En pleine campagne pour l'élection présidentielle de 2012, la semaine meurtrière de Merah est réduite aux gestes d'un fou, d'un « tueur au scooter » dénué d'ambitions et de significations (…) « un loup solitaire » (…) Les tueries de mars 2012, loin d'être l'initiative d'un déséquilibré isolé ou le fruit de la démence d'un homme, manifestaient un symptôme profond : l'affirmation du jihadisme depuis une quinzaine d'années en France (…)

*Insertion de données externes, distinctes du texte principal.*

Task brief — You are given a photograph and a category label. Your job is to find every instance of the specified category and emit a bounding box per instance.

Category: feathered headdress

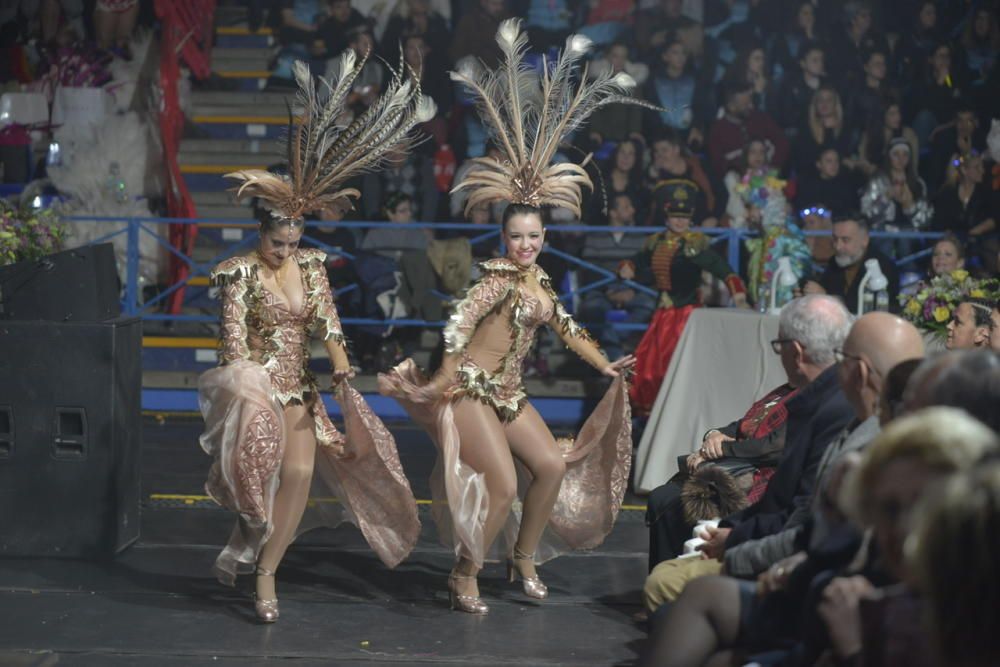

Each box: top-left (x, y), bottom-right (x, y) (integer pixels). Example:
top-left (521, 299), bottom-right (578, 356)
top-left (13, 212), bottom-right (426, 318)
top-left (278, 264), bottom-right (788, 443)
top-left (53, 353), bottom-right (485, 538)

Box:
top-left (451, 18), bottom-right (659, 216)
top-left (226, 49), bottom-right (436, 220)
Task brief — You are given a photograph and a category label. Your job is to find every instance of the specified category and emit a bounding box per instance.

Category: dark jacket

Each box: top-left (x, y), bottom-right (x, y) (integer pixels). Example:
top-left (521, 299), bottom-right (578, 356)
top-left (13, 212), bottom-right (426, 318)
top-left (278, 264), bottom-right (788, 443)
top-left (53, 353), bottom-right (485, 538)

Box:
top-left (720, 365), bottom-right (854, 548)
top-left (819, 244), bottom-right (899, 314)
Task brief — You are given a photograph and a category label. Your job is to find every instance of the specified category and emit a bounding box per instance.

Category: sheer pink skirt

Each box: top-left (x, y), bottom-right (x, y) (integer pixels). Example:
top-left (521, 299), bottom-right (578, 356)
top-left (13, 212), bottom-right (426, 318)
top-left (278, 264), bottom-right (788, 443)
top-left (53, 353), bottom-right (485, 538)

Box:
top-left (378, 359), bottom-right (632, 566)
top-left (198, 361), bottom-right (420, 585)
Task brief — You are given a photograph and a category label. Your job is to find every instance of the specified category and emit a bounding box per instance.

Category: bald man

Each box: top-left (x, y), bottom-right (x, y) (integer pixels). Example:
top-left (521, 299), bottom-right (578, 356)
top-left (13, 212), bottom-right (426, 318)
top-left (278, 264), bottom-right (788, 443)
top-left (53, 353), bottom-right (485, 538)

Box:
top-left (644, 312), bottom-right (924, 665)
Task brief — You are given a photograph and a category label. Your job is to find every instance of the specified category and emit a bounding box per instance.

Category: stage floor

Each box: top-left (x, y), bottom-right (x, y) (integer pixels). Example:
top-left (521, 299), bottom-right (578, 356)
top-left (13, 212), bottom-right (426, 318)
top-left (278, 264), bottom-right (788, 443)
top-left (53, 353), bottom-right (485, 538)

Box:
top-left (0, 418), bottom-right (647, 667)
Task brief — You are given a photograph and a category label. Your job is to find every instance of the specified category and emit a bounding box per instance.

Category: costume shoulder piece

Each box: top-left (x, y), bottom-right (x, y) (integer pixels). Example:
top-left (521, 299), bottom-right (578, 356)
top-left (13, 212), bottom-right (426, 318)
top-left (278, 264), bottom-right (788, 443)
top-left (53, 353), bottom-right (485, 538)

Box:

Comme à l'issue du 11 septembre 2001, les activistes se divisent face au palier que Merah vient de franchir. Ses meurtres ont ouvert une brèche. Les zélotes se félicitent des attaques en France, qu'ils justifient religieusement (…)
« Il y a beaucoup de personnes qui se rassemblent autour de la figure de Merah, même ceux qui sont pas croyants ! Même eux, ils disent : « Merah, c'est un symbole, parce qu'il a tué des juifs. » Ça déborde largement son cas à lui. »
(…) Djibril poursuit :
« C'est ça, l'islam! C'est ça que les gens comprennent pas. Le Prophète a tué des gens de son propre peuple ! De son propre peuple ! (…) le fait qu'il soit militaire annule le fait qu'il soit musulman ! Le juif, c'est le top du top [sic]. Parce que ça rassemble plein de gens... Quand des juifs sont tués, y a plein de gens qui sont contents [sic]. On en parle plus [comprendre : davantage] dans les médias. » (…)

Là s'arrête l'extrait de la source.